Und damit sind wir bei den Punkten, die aus dem Frankfurter Tatort „Eine bessere Welt“ einen der schlechtesten Tatorts aller Zeiten machen. Es sind nicht die Akteure; es ist die Ästhetik, die Inszenierung und das Drehbuch. Mögen mich die Fachleute aufklären, das Bild sieht aus, als sei es mit einer billigen HD Videokamera gedreht worden.  Das kann man machen, keine Frage nur muss man sich der Wirkung bewusst sein. Wir sehen keine Tiefe, wir sehen schlichte Lindenstraßenoptik und dazu völlig verquer ein bisschen selektive Farbkorrektur, deren inhaltlicher Bezug entweder von mir nicht begriffen wurde – oder aber schlicht nicht vorhanden war. Sicher, wenn in einer Szene das Gesamtbild eher farbreduziert vermittelt wird, dann sieht ein leuchtend orangener Hubschrauber edel aus. Auch ein roter Golf. Aber weshalb?  Und weshalb innerhalb dieser Viodeoästhetik? Wir sehen nahezu die gesamten 90 Minuten ein seltsames stilisiertes Videobild. Vor Jahren gab es mehrere Tatort-Folgen mit Winfried Glatzeder, damals musste gespart werden. Das sah im Ergebnis ähnlich aus.

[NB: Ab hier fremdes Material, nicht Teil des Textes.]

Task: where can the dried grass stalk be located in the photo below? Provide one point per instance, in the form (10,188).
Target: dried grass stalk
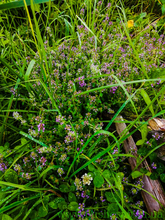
(152,186)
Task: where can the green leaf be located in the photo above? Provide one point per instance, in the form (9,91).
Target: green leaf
(109,196)
(163,9)
(98,181)
(160,168)
(91,167)
(73,206)
(65,215)
(62,205)
(136,174)
(11,176)
(18,4)
(106,174)
(1,149)
(140,142)
(6,217)
(144,132)
(72,197)
(112,208)
(147,100)
(43,211)
(64,188)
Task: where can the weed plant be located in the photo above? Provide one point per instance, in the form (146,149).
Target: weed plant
(58,160)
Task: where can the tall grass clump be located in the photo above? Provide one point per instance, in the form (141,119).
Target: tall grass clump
(58,157)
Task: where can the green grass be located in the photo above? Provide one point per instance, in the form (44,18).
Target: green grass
(64,66)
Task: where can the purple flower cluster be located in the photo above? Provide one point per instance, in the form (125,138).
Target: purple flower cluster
(139,214)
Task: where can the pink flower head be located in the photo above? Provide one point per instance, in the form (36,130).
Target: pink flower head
(41,126)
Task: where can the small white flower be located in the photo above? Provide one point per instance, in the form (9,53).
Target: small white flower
(87,179)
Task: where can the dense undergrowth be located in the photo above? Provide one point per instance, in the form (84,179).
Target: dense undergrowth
(58,158)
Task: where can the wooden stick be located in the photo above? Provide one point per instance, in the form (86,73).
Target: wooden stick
(152,186)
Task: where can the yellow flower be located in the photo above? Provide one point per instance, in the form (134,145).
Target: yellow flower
(130,23)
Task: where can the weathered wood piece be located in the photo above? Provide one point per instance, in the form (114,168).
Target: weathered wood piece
(151,186)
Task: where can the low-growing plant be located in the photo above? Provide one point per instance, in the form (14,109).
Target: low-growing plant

Zur Inszenierung fallen viele Fragen ein; so wird eine Szene gezeigt, in der das Opfer von einem markanten Wagen überfahren wird. Aber es gibt keinen Täter. Es interessiert auch niemanden, wer der Täter ist – und es interessiert niemanden, dass es niemanden interessiert. Die Straßen sind verschneit – aber auch hier kein Bezug zum Film, zu den Charakteren. Es ist halt Wetter in Frankfurt. Der Taxifahrer, der als optionaler Täter für anderes in Frage kommt, spaziert völlig unbehelligt – wie zuvor schon ein Bekannter einer Beteiligten – ins Polizeipräsidium. Beide finden sofort im Wirrwarr der Gänge die richtige Etage, das richtige Büro. Es gibt zwei Verletzte – nur das Schicksal des einen aber wird gezeigt. Das Halstuch einer Katze wird inszeniert – wir entdecken es wieder – das Schicksal der Katze aber wird nicht gezeigt. Es gibt eine seltsame Vorgeschichte innerhalb der Familie des Taxifahrers; für eine Mutter, die nicht am Tisch sitzt wird mitgedeckt. Wir können vermuten, sie sei tot – aber es wird nichts erklärt oder erzählt. Dass die vermeintliche Zeugin womöglich eine Teilschuld am Tod des Opfers trägt, scheint folgenlos zu bleiben.  Dass der Freund der Zeugin  ob der Verhältnisse heute so und morgen so reagiert, nun – so ist das Leben. Wie die Wandlungen aber motiviert sind, das erfahren wir nicht. Eine Unterhaltung zweier Kommissare kostet den einen den Job sowie die Ehe, das kann passieren. Denn natürlich lauscht die Gattin zufällig am Rande. Dass der Gefallene aber später tatsächlich am Krankenbett des anderen auftaucht; man kann es glauben – man muss es nicht. Die Arbeitsergebnisse eines anderen Falles werden von Meys Vorgesetztem angefordert. Da sich Mey an die Aufarbeitung des aktuellen Falles macht, gibt sie eine leere Arbeitsmappe ab. Auch dies hat keine Konsequenzen, ja es wird  überhaupt nicht weiter thematisiert. Es ist egal, wie so vieles egal ist. Außer den Klamotten von Conny Mey. Oder den künstlichen Fingernägeln. Oder das Dekoltee.

Eine Inszenierung des Grauens, für mich nahezu ein Musterbeispiel wie man auf gar keinen Fall einen Film präsentieren darf. Vergleichbar also mit der Eintracht an diesem Wochenende. Frankfurt am Ende. Hängen bleiben werden auf jeden Fall die Brüste der Conny Mey – obwohl sie im Film genau dies nicht machen. Immerhin.